This is about formula books, a phenomenon from the past that would now be a quaint piece of history to most if they even knew about them at all, but which the self reliant minded, and technologically curious, can find immensely helpful and fascinating. I think the reason that these great books are no longer common, is that they were a product of a different time. Cue history fable…

Once upon a time, there were no letters. No, not letters as in I wrote you a letter, I mean the characters that make up words. Ideas spread verbally were slow and limited in range, and culture and community knowledge existed on a smaller scale, with much less homogeneity between geographic groups. Then people invented writing, which gradually grew in scale. At first, few knew how to read and books were only produced as one offs or had to be copied by handwriting and illustrating. Then printing began, followed by more efficient printing, and eventually by more people learning to read. In that era, previous to transmittable media such as radio and television, printed books and periodicals were what allowed ideas and information to be spread broadly. Books were popular enough, but so were periodicals. Periodicals were the way that groups of people with similar interests or professions interacted in their niches with others around a country, or even between continents. It may seem painfully slow in this age of internet forums, instant news and comment threads, but aside from in person meetings, that was what was available. Editorials and reader interaction via letters to the editors were an extremely important mechanism of communication and evolution of understanding among these niche groups. Some of those periodicals were not sent out very often, but it provided a place for readers of similar interest to write in and offer experience or tips and recipes. Being an inveterate researcher of antique information, I have gleaned a lot of knowledge from these periodicals. So there is one piece of our context, and here is the next...

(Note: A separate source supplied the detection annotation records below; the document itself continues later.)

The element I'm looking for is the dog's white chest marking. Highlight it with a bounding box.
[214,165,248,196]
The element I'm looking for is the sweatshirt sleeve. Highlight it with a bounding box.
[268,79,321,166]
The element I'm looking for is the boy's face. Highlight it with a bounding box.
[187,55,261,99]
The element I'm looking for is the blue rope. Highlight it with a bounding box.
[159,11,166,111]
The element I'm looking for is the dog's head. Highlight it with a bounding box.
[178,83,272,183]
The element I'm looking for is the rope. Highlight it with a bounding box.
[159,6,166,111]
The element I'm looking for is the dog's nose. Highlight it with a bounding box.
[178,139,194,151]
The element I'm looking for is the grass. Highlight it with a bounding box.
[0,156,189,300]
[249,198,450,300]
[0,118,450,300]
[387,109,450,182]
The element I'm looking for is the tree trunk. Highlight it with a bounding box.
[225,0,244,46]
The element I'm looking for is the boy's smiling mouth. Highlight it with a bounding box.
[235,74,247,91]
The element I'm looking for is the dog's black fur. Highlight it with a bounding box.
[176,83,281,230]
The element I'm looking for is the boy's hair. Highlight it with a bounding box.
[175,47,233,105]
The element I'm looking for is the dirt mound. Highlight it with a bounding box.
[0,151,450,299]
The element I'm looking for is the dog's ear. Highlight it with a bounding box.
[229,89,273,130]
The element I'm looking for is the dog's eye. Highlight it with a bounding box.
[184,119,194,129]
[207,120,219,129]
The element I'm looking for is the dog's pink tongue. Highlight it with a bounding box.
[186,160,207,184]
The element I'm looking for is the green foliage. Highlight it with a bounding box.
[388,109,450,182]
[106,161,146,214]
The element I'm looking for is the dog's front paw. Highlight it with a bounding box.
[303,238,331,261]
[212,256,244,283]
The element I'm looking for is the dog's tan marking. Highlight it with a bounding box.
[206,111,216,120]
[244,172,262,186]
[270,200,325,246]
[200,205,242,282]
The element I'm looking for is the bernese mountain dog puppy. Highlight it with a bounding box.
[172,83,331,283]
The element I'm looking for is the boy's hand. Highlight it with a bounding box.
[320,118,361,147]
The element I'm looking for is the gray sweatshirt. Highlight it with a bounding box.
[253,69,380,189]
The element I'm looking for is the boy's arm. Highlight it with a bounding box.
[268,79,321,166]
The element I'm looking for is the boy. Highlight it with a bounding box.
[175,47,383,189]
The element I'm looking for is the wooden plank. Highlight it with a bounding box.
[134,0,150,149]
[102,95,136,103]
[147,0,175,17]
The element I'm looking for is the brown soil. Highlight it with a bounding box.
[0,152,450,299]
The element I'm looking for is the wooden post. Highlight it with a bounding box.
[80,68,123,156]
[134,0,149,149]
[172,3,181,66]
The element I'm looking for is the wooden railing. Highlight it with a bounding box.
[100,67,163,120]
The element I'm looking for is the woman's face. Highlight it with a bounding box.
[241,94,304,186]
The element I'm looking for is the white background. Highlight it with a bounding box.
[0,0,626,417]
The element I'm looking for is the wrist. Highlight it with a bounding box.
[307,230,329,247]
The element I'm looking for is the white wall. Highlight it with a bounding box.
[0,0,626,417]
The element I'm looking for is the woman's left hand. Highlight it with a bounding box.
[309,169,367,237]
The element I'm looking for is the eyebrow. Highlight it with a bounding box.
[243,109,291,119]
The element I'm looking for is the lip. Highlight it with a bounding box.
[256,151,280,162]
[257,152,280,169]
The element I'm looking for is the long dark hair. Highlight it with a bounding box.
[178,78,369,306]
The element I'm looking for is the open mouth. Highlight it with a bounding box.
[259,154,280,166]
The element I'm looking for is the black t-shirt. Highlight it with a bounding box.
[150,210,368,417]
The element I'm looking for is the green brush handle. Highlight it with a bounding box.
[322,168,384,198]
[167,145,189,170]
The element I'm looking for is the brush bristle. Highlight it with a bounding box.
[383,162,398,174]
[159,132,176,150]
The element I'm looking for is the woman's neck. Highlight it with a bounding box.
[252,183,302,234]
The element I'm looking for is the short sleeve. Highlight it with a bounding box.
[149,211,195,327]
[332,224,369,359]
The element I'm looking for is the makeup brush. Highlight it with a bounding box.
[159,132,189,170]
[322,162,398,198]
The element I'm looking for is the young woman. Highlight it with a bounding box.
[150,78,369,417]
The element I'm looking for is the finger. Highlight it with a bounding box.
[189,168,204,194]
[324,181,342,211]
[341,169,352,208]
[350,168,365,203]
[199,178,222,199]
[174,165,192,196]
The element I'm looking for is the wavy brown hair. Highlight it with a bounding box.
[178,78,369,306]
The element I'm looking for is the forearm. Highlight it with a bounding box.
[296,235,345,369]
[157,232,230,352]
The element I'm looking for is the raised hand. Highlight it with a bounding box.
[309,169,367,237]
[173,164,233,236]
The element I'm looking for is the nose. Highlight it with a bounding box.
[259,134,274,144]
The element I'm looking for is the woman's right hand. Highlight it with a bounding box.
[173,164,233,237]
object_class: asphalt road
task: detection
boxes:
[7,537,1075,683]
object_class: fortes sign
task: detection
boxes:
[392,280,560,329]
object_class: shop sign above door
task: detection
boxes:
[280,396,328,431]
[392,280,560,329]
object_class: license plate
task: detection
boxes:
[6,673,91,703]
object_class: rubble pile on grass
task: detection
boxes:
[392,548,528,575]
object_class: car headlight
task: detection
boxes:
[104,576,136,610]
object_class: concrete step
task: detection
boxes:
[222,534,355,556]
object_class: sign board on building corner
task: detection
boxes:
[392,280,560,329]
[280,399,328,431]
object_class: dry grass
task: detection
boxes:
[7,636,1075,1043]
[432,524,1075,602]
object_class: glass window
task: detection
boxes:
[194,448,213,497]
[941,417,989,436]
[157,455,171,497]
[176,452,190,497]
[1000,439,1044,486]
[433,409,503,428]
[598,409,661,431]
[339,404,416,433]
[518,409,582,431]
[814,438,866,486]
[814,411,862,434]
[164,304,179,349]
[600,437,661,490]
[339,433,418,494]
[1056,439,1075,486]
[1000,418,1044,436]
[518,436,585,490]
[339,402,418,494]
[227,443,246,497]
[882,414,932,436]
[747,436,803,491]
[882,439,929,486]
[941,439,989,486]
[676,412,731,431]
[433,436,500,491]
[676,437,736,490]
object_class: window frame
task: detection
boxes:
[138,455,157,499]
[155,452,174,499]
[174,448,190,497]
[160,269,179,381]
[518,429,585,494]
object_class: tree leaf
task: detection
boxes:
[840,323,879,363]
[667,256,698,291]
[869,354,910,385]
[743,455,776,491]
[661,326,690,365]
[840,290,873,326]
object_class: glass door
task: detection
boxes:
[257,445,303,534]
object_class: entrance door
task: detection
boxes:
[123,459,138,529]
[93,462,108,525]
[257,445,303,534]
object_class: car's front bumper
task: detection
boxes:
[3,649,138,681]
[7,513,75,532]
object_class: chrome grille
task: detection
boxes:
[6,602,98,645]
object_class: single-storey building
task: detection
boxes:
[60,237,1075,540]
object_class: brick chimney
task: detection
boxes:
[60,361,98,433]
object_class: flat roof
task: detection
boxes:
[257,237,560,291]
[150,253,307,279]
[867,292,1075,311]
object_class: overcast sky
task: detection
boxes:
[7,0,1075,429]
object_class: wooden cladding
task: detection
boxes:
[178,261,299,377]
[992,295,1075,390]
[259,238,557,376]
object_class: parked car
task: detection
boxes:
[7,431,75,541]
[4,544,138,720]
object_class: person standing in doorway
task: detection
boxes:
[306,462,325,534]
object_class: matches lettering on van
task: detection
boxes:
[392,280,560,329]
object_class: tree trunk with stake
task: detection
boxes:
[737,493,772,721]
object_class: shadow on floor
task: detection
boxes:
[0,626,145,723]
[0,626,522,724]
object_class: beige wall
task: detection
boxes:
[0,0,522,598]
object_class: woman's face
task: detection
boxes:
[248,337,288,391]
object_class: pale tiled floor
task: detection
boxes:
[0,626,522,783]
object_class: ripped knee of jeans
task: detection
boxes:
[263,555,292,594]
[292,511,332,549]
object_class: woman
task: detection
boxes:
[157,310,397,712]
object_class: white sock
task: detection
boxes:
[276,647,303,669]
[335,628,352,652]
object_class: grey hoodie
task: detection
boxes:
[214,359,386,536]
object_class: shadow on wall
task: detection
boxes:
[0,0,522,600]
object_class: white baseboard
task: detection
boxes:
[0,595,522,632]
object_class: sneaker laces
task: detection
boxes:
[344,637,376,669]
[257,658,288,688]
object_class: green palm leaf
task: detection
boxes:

Going back far enough, circumstances determined that people made a lot of stuff from scratch. Not just individuals, but professionals. Most pharmacy items were probably compounded by the pharmacist, not purchased pre-made. Real compounding pharmacies are the exception now, and most just buy finished products and re-package them. Artists mixed most of their own paints, sometimes from the raw minerals, preparing specialty oils, etc. The supermarkets, hardware stores and drug stores with miles of diverse products would drop the jaws of someone in the 19th century. Professionals used books and periodicals for information on how to formulate items for their trades, and average people often compounded raw materials to make what they needed.

I think it’s likely that these two circumstances eventually lead to the phenomenon of formula books. I imagine that at some point, some enterprising individual went through and compiled a bunch of these general formulas and tips from various sources or from their own periodical, and printed them in a book. Many of these collections were compiled and printed well into the 20th century. Some are intended more for the home market, others more for practical “shop dudes”, technical entrepreneurs and inventors. Others were specific to an industry or interest.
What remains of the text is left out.